Hello everyone, Firstly, congrats for the winners and thanks to Zindi for offering this competition. I think I want to give a brief description about my solution and I hope others could do so as well. In the private LB I got a very bad score (2.0) becuase I used a specific postprocessing function for my submission. Without using it my score is 1.34 which puts me 6th.
This postprocessing function was depending on the duplicated rows between the training and testing, in addition to merchants who have only one class in the training data. This function was a failure due to the inconsistency between the target values of the training and testing (one sample with the same user Id and merchant name can get different target values)
Aside from this function, my solution was heavily dependent on feature engineering. I used statistics based on aggregations from the data. This aggregations were derived based on User_ids and Merchants_Names.
Another important feature idea is utilizing the Merchant name properly. I thought firstly about just label encode it. But after some thinking, I thought about treating it as an nlp text. So, I added a lot of text features (num_of_words, length...etc). Also I used CountVectorizer to count the frequencies of each word then used an algorithm for topic modeling which clusters the texts based on their topics. These features gave a quite good boost.
Finally, I used a simple weighed average between random forest, catboost and knn. I didn't use xgboost or lgbm because they tend to give bad results when having a small number of samples.
My validation idea was using StratifedKFold with 2 folds (as that one of the classes has only 2 instances in the training data), but with using 5 different seeds. This gave me 10 folds which gave quite consistent results that follows the leaderboard very well. I used these folds to tune my models and test my new features.
My solution was quite good but my only fault is doing some postprocessing for the submission which I didn't expect to get such bad results.
Although I didn't get good rank, the amount of feature engineering and modeling ideas I got from this competition was a treasure. I hope I can made it to the top next time.
I really want to read others solutions as well, so please guys share your solutions. Thanks for reading!

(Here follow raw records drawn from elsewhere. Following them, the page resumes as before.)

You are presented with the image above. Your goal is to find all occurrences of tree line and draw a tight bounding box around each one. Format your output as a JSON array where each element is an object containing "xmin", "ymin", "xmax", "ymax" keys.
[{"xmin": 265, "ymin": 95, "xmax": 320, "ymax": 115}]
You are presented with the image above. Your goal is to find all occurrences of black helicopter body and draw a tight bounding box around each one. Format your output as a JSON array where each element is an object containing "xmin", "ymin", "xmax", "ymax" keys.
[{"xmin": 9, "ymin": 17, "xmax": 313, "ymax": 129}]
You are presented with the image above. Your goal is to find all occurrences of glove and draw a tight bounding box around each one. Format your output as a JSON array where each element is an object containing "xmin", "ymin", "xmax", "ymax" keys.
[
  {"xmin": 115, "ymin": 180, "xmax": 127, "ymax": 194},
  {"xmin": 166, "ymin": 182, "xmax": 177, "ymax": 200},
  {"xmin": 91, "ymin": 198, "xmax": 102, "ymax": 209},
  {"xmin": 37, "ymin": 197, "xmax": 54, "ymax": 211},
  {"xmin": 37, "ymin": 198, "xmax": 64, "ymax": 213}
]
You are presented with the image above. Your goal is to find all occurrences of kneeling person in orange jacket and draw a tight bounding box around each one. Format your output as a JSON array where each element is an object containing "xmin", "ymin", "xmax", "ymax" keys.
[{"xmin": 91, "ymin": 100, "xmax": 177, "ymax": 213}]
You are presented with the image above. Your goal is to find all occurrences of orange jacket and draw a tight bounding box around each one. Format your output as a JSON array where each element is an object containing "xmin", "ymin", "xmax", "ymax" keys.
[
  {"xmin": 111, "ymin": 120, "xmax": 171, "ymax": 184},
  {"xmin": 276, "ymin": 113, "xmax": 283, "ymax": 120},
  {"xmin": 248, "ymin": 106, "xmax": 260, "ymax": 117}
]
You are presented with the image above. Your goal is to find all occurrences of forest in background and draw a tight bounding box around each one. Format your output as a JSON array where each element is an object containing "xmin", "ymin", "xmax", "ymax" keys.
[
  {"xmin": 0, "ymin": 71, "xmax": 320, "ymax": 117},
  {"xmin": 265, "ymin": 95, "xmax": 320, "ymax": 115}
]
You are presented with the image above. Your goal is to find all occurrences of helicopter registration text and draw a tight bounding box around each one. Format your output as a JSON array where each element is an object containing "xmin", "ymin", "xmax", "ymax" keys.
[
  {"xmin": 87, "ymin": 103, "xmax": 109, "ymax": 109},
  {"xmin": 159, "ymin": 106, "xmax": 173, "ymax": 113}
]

Thanks Bro, had a similar approach as you 👍was a great competition
Well done on the detailed work. Like you, I have experienced a fail case where my approach works really well on public LB but fails on Private LB.

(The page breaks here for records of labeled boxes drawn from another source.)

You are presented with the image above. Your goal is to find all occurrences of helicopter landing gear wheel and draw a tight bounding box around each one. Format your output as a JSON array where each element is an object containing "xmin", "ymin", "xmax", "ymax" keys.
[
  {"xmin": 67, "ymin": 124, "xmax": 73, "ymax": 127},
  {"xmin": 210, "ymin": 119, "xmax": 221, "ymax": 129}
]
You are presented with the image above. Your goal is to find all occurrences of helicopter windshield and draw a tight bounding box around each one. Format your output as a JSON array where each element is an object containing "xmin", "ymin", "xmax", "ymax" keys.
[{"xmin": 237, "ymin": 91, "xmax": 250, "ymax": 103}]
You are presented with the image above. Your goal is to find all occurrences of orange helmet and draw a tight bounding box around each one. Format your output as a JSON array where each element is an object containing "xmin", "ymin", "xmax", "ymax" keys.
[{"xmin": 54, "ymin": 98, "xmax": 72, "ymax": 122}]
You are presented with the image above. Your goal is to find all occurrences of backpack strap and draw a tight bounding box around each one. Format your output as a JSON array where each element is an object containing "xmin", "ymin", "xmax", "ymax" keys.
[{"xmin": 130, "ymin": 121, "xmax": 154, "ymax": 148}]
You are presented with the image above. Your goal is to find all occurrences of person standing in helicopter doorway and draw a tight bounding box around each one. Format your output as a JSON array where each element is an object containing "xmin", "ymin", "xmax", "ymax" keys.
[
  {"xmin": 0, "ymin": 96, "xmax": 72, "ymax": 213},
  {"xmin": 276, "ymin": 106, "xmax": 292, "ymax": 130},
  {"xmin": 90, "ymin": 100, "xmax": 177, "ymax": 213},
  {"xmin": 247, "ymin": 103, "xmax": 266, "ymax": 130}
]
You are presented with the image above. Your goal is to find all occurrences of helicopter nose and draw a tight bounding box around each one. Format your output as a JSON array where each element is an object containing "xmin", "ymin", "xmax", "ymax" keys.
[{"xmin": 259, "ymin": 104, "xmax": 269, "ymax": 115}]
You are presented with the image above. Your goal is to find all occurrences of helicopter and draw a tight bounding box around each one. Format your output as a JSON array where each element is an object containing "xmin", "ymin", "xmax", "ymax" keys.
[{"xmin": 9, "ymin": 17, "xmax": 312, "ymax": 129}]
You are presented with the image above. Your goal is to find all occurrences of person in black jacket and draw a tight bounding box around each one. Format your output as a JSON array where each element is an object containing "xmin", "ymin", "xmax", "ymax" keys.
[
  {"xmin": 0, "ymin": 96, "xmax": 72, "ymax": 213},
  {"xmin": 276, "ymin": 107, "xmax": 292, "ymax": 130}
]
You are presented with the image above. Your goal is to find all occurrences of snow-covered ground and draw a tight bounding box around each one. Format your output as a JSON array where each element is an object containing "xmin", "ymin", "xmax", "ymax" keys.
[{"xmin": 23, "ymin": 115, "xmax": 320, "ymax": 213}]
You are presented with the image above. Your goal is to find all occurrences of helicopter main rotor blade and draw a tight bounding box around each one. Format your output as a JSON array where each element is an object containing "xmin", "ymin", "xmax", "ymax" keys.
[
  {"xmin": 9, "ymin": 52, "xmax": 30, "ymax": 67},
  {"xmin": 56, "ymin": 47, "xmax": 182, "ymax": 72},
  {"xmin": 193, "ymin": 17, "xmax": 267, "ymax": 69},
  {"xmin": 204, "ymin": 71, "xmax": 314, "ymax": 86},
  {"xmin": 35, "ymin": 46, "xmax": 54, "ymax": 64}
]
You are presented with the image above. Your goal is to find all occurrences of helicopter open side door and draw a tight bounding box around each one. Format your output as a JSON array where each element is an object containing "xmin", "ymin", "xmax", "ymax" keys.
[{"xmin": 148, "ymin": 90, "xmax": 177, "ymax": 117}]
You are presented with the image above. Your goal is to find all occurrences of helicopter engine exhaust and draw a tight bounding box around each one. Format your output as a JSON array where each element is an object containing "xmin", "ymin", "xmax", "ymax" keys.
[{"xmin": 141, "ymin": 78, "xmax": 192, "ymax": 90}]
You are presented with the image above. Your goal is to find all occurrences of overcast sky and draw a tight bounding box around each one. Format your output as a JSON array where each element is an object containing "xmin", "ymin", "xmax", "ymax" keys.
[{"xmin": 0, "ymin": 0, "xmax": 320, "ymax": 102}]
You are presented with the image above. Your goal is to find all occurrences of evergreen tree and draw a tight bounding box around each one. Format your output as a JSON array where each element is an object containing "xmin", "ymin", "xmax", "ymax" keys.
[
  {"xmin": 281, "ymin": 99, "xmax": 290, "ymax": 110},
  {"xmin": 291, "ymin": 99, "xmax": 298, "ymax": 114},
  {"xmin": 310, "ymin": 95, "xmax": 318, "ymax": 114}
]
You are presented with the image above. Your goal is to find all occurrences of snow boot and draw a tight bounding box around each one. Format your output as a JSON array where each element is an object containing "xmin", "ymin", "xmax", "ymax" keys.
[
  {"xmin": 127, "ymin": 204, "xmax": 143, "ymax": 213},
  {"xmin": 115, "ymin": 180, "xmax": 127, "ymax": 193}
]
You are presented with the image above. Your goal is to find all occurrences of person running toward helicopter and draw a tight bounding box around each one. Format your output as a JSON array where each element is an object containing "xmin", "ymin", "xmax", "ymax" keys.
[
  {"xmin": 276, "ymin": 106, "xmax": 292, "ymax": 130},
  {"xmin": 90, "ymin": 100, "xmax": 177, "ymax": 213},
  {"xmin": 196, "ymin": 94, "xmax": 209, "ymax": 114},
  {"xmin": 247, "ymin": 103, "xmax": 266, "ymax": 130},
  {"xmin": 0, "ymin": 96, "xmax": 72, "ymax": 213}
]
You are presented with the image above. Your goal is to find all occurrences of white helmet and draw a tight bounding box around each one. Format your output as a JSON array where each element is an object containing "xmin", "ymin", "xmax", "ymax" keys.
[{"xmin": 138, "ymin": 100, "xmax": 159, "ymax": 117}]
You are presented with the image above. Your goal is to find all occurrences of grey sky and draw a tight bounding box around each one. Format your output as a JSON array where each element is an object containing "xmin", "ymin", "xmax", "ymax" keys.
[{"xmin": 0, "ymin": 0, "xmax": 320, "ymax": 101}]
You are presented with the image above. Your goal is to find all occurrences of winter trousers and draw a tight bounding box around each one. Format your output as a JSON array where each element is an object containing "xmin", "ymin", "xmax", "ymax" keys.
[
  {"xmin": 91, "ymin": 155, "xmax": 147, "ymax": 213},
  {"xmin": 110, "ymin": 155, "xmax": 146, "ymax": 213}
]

Overtime, I have learned it's important to figure a way to validate any implementation as closely as possible to the deployment scenario, beyond competitions, our decisions and evaluation have a huge impact on business outcomes, so we need to ensure we build robust solutions. I have learned to approach these contests in the same vein to not become used to trying ungeneralisable practices.

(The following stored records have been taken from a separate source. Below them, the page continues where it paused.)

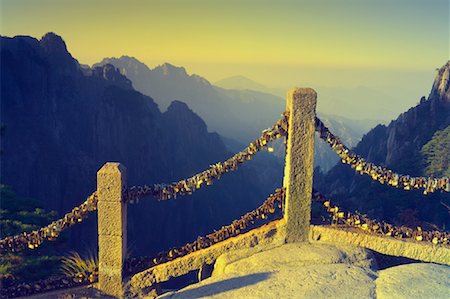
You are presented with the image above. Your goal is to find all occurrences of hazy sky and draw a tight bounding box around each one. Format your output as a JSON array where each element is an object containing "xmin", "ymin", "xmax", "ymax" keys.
[{"xmin": 1, "ymin": 0, "xmax": 449, "ymax": 93}]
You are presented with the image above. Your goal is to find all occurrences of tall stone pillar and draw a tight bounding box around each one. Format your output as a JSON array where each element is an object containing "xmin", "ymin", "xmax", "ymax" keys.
[
  {"xmin": 283, "ymin": 88, "xmax": 317, "ymax": 242},
  {"xmin": 97, "ymin": 162, "xmax": 127, "ymax": 298}
]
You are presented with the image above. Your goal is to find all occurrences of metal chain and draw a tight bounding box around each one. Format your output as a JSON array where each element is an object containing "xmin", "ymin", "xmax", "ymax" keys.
[
  {"xmin": 0, "ymin": 192, "xmax": 98, "ymax": 254},
  {"xmin": 315, "ymin": 117, "xmax": 450, "ymax": 194},
  {"xmin": 313, "ymin": 190, "xmax": 450, "ymax": 245},
  {"xmin": 125, "ymin": 188, "xmax": 286, "ymax": 273},
  {"xmin": 125, "ymin": 112, "xmax": 288, "ymax": 203}
]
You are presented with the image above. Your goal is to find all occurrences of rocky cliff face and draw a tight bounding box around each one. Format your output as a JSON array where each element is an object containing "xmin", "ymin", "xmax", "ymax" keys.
[
  {"xmin": 0, "ymin": 33, "xmax": 282, "ymax": 254},
  {"xmin": 96, "ymin": 56, "xmax": 370, "ymax": 171},
  {"xmin": 317, "ymin": 62, "xmax": 450, "ymax": 226}
]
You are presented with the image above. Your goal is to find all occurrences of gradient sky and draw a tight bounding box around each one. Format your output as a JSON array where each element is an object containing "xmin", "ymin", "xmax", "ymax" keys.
[{"xmin": 1, "ymin": 0, "xmax": 449, "ymax": 91}]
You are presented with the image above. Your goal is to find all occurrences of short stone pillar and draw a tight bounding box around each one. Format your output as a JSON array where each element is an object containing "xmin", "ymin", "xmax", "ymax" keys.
[
  {"xmin": 283, "ymin": 88, "xmax": 317, "ymax": 243},
  {"xmin": 97, "ymin": 162, "xmax": 127, "ymax": 298}
]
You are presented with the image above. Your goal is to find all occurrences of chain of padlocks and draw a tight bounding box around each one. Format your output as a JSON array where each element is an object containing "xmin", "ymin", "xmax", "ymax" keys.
[
  {"xmin": 125, "ymin": 188, "xmax": 286, "ymax": 273},
  {"xmin": 315, "ymin": 117, "xmax": 450, "ymax": 194},
  {"xmin": 126, "ymin": 112, "xmax": 288, "ymax": 203},
  {"xmin": 0, "ymin": 192, "xmax": 98, "ymax": 254},
  {"xmin": 0, "ymin": 113, "xmax": 288, "ymax": 253},
  {"xmin": 0, "ymin": 112, "xmax": 450, "ymax": 256},
  {"xmin": 312, "ymin": 190, "xmax": 450, "ymax": 245}
]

In retrospect, do you think there is anyway you could have setup your validation set differently to really see if your function works well across the different instances mentioned.
Nice! I think I should be more cautious about any ungeneralisable practices.
I don't think I can do that with my training set as that the problem was in the testing not the training. I tried two submissions with the same values but changed the label of one row which has the same user id, merchant name and purchase value as in the training set. I gave it the same class as in the training, but the result was worse.
I think the inconsistency of the target is a part of the competition itself, so you cannot be very sure about the value of any sample. Being very sure could lead to very bad results, so spreading the probabilities across the classes is better.
In any case you are unable to validate a technique, then it's probably riskier.
Organisers can be really strategic about public private test split because they understand it's possible to overly fit a tail end of a distribution. Their aim is a solution that minimizes error to any tail of the distribution. We need to find a way achieve this with the training set since its probably more comprehensive than test set possible distributions.
For the sake of a competition, since you have two subs, you can probably select one that might work even though you can't validate it should generalise on private as well and another sub that's validated for any ends of the distribution.
All the best in your future work.
Yeah I should have chosen the second submission to be different. I'll try to be more cautious about that in the future.
Thanks for your comments🙏
Thanks, @Mohamed-Eltayeb for the high-level description of your approach and insights on where you erred. I too used CountVectorizer features and StratifiedKFold but with n_folds=3 as well as other time series features such as day, month and day of the week. However, I found a huge disparity between train and validation performance. Was it the same case for you? How did you avoid overfitting CatBoost?
1- try to sort the data based on PURCHASE_DATE feature
2- try to drop all the time series features, I found them to decrease the performance in this dataset
3- assure that your cv is stratified by the target not another feature. I don't think you can make more than 2 folds as that there is a class which has only two instances.
4- in terms of CountVectorizer, don't add the result features instantly into your model, instead, use something like PCA to make the number of features small, then add them to your sets.